Había marcado territorio en las aguas de Tokio y es que no existía por aquellos lares un peleador que saliera intacto de una confrontación contra el cubano Luis Alberto Orta.
Todos acababan huidos, con las huellas de las riñas en su anatomía y mentalmente destruidos ante la combatividad de un ser que llegó determinado a hacer historia.
No podían con el empuje de un Orta que desde el principio abría sus agallas y se hacía más grande ante la adversidad, mostrando los colores azul y rojo de su bandera.
Así, como un pez peleador betta, los atacó, maltratándolos hasta que los rivales terminaron por ceder, amenazados ante tal bestialidad.

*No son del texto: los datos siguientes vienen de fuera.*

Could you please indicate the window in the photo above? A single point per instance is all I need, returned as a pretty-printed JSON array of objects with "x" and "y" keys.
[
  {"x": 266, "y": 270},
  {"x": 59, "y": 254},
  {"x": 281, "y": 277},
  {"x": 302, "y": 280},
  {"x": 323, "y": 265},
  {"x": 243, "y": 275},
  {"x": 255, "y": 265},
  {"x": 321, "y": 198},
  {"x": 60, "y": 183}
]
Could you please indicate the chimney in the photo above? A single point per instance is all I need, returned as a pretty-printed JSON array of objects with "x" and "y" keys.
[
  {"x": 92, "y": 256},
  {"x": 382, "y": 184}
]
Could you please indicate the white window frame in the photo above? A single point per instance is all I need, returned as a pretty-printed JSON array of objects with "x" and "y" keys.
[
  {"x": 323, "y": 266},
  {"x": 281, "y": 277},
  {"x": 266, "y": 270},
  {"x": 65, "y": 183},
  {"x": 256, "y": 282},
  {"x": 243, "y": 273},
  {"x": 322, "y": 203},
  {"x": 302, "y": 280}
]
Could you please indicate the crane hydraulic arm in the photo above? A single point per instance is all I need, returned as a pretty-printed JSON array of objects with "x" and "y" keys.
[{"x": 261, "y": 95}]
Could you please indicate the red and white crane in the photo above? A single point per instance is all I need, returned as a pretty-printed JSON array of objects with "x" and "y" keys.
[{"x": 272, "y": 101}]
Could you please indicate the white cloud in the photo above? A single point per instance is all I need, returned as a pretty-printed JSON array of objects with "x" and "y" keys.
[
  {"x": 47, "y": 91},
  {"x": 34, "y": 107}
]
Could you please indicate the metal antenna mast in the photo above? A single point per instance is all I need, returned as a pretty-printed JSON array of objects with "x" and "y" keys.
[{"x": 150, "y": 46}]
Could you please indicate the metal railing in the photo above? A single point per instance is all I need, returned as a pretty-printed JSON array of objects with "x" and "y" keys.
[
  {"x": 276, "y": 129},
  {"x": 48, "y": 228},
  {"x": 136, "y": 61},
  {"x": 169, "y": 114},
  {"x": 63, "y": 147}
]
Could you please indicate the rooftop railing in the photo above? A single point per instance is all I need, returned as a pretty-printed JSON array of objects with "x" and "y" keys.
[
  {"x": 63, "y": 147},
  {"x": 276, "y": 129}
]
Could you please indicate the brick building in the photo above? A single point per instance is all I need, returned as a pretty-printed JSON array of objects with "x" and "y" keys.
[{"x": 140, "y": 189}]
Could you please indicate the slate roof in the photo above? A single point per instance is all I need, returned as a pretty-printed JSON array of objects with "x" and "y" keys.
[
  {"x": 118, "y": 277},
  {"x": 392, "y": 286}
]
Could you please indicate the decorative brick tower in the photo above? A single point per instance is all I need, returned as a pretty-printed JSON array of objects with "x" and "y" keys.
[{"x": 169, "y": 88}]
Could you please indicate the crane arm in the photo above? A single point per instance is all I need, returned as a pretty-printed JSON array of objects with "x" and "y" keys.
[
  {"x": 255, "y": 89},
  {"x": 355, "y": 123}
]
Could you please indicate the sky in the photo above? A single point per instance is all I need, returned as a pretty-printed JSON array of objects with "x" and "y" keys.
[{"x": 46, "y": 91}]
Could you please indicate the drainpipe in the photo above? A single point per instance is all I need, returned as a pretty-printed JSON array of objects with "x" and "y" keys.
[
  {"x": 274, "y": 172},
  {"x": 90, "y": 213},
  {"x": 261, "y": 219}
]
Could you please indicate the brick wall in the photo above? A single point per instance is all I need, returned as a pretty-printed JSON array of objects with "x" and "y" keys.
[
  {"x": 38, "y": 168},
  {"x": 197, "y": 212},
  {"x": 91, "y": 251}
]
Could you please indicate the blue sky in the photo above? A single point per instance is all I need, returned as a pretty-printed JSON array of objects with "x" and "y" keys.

Pero le quedaba esta madrugada un escollo para hacerse con el dominio de aquellas aguas: el doble campeón mundial japonés Kenichiro Fumita.
Se paró frente a él y como un buen peleador abrió las agallas por enésima vez al primer contacto visual. Si iba a morir ahí, sería en sus términos. Fajado.
Le fue arriba. Comenzaron a atacarse. A morderse con agarres en los brazos y las muñecas, dando vueltas, intentando hacerse daño.
Fumita, pese a lo que ya había demostrado Orta, parecía sorprendido ante esa agresividad constante, ante aquellos embates que lo dejaban sin respuesta posible.
Sin embargo, trató de darle la vuelta a la situación, de no perder en su territorio natal. Al más mínimo intento de reacción, Orta, cuando parecía ahogado en una orilla, aprovechó sus capacidades naturales y, zambulléndose, se enredó con él, permitiéndole muy poco.
Todo estaba bajo control. Había vuelto al ataque con sus agallas más abiertas y más grandes que nunca, intactas, sometiendo al japonés hasta que este supo que Tokio era territorio de ese peleador caribeño y que no, no iba a llegar él a arrebatarle ese sueño dorado de sacrificio. Sacrificio convertido en lágrimas, rodilla en tierra y bandera al aire, para coronar toda una vida de entrega.